Evolution of single-particle structure of silicon isotopes

TL;DR

This paper provides new experimental data and analysis on the evolution of single-particle energies and shell structure in silicon isotopes, revealing persistent and emerging magic numbers and density distribution changes.

Contribution

It offers the first comprehensive evaluation of proton and neutron single-particle energies and occupation probabilities in Si isotopes from N=12 to 28, highlighting shell evolution and density structure.

Findings

Persistence of Z=14 subshell closure with increasing N

Identification of N=16 as a new magic number

Predicted weakening of N=28 shell closure and bubble-like proton density in neutron-rich isotopes

Abstract

New data on proton and neutron single-particle energies $E_{nlj}$ of Si isotopes with neutron number $N$ from 12 to 28 as well as occupation probabilities $N_{nlj}$ of single particle states of stable isotopes $^{28,30}$Si near the Fermi energy were obtained by the joint evaluation of the stripping and pick-up reaction data and excited state decay schemes of neighboring nuclei.
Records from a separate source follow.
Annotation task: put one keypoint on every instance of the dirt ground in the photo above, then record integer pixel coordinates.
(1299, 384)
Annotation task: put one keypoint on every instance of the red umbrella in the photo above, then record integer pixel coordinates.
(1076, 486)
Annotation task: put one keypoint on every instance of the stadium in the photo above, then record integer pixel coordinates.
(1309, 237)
The evaluated data indicate following features of single-particle structure evolution: persistence of $Z = 14$ subshell closure with $N$ increase, the new magicity of the number $N = 16$, and the conservation of the magic properties of the number $N = 20$ in Si isotopic chain. The features were described by the dispersive optical model. The calculation also predicts the weakening of $N = 28$ shell closure and demonstrates evolution of bubble-like structure of the proton density distributions in neutron-rich Si isotopes.